Rapat kerja yang digelar di Ruang Rapat Badan Musyawarah DPRD Kota Bandung tersebut membahas sejumlah isu strategis yang berdampak langsung terhadap pelayanan publik.
Beberapa di antaranya adalah implementasi Bus Rapid Transit (BRT), penanganan kemacetan, peningkatan kualitas hunian melalui program Rumah Tidak Layak Huni (Rutilahu), serta optimalisasi pendapatan daerah dari sektor parkir.
Komisi III DPRD Kota Bandung menilai evaluasi menyeluruh diperlukan agar perencanaan program tahun berikutnya dapat berjalan lebih efektif dan tepat sasaran.
Dalam rapat tersebut terungkap bahwa anggaran Dinas Perhubungan Kota Bandung pada Tahun Anggaran 2026 mengalami peningkatan menjadi Rp337 miliar. Anggaran tersebut mencakup alokasi subsidi untuk mendukung operasional Bus Rapid Transit.
Program BRT diharapkan dapat menjadi solusi transportasi massal yang mampu menekan tingkat kemacetan di Kota Bandung, sekaligus meningkatkan kenyamanan dan efisiensi mobilitas masyarakat.
Komisi III menegaskan bahwa implementasi BRT harus disertai dengan perencanaan matang agar manfaatnya dapat dirasakan secara optimal oleh masyarakat.
Sementara itu, Dinas Perumahan dan Kawasan Permukiman tetap menargetkan perbaikan sebanyak 2.500 unit Rumah Tidak Layak Huni pada Tahun 2026. Target tersebut tetap dipertahankan meskipun terdapat kebijakan efisiensi anggaran.
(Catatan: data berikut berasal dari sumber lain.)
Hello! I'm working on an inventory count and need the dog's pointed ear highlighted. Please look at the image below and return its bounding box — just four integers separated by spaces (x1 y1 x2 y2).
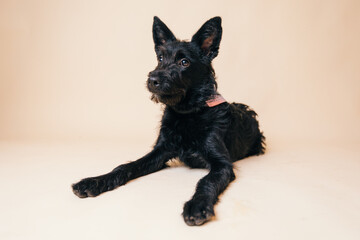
191 17 222 61
153 16 176 49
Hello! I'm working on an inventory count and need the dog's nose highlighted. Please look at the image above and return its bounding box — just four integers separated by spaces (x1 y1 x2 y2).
148 77 160 88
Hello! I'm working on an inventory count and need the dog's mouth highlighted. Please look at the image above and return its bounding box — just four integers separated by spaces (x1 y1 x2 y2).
151 91 185 106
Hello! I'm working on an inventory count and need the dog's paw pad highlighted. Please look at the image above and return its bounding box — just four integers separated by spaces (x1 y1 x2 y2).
183 200 215 226
72 178 102 198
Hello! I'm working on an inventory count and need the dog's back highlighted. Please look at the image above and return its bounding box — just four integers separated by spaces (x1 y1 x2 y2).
225 103 265 161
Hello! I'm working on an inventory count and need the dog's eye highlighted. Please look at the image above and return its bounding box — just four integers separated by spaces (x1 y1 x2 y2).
180 58 190 67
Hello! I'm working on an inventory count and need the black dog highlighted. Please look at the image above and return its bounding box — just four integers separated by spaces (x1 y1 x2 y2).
72 17 265 225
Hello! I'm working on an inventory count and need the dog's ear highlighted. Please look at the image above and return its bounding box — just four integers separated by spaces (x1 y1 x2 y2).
153 16 176 49
191 17 222 61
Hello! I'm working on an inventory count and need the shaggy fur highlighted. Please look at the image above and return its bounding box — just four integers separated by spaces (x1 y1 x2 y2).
72 17 265 226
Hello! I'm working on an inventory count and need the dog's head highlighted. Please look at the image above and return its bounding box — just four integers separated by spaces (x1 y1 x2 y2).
147 17 222 106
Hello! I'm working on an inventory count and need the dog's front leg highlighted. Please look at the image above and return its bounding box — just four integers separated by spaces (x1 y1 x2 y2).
183 144 235 226
72 146 173 198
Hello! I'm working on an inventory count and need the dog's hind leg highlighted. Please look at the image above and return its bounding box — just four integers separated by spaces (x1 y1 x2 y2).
72 147 174 198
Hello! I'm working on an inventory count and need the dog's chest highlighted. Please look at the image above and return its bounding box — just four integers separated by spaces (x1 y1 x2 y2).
162 112 211 148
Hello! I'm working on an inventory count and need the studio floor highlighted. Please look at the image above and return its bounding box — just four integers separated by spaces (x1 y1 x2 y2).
0 142 360 240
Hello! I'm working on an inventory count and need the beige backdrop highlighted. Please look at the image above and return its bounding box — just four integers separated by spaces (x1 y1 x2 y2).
0 0 360 142
0 0 360 240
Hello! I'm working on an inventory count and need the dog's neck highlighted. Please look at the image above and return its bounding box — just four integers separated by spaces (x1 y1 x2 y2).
168 84 226 114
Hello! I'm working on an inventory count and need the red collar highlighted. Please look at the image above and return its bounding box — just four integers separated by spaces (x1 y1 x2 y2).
206 94 226 107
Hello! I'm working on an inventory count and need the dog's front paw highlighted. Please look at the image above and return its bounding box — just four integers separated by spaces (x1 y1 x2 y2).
72 177 105 198
182 200 215 226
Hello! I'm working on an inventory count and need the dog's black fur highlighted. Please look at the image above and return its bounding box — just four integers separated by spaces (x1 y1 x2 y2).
72 17 265 226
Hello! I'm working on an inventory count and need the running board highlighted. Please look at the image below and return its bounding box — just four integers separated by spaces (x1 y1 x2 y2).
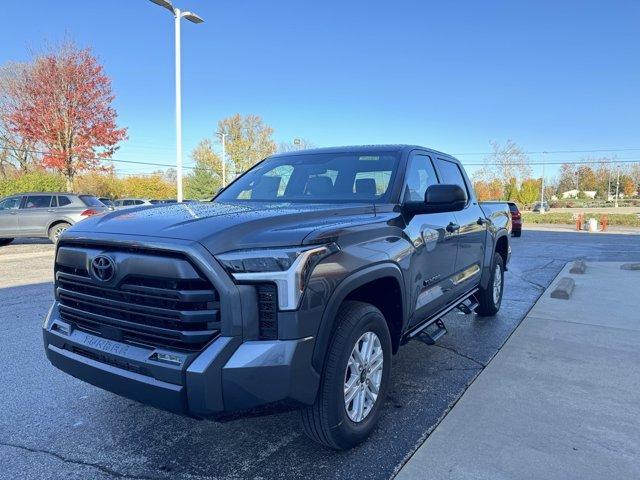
456 298 480 315
403 288 478 343
414 318 447 345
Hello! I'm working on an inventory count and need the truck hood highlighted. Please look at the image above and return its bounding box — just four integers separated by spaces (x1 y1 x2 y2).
72 202 375 254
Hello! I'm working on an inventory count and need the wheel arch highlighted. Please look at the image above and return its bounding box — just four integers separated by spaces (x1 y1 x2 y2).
312 262 407 372
480 230 509 288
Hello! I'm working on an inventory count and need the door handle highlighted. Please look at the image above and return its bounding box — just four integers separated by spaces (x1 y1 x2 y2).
447 222 460 233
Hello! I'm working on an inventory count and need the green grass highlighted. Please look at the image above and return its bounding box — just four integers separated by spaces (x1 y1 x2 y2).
522 212 640 227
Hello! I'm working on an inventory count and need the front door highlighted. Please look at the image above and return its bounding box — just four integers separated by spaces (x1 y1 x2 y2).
436 158 487 296
0 197 21 238
402 153 458 325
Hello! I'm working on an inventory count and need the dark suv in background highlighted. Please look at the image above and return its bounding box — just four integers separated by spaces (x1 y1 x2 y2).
0 192 108 246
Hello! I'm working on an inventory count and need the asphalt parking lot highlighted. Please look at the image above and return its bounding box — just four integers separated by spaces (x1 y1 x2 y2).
0 231 640 479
Untuk merealisasikan program tersebut, pemerintah daerah akan mengoptimalkan dukungan dari pemerintah pusat serta memanfaatkan program tanggung jawab sosial perusahaan atau Corporate Social Responsibility (CSR).
Komisi III mendorong agar program Rutilahu benar-benar menyasar masyarakat yang membutuhkan dan dilaksanakan sesuai standar kualitas hunian yang layak.
Komisi III DPRD Kota Bandung juga memberikan perhatian khusus terhadap potensi dampak sosial dan ekonomi yang dapat timbul selama pembangunan koridor BRT. Dampak tersebut diperkirakan akan dirasakan oleh juru parkir serta pengemudi angkutan kota yang terdampak perubahan sistem transportasi.
Oleh karena itu, pemerintah daerah diminta untuk menyiapkan skema kompensasi dan masa transisi yang adil bagi pihak-pihak terdampak agar implementasi BRT tidak menimbulkan persoalan sosial baru.
Melalui rapat kerja ini, Komisi III DPRD Kota Bandung menegaskan komitmennya untuk terus mendorong sinkronisasi perencanaan pembangunan daerah. Upaya tersebut diharapkan mampu meningkatkan kualitas pelayanan publik, menekan kemacetan, serta memastikan pembangunan infrastruktur dan perumahan berjalan secara berkelanjutan dan tepat sasaran.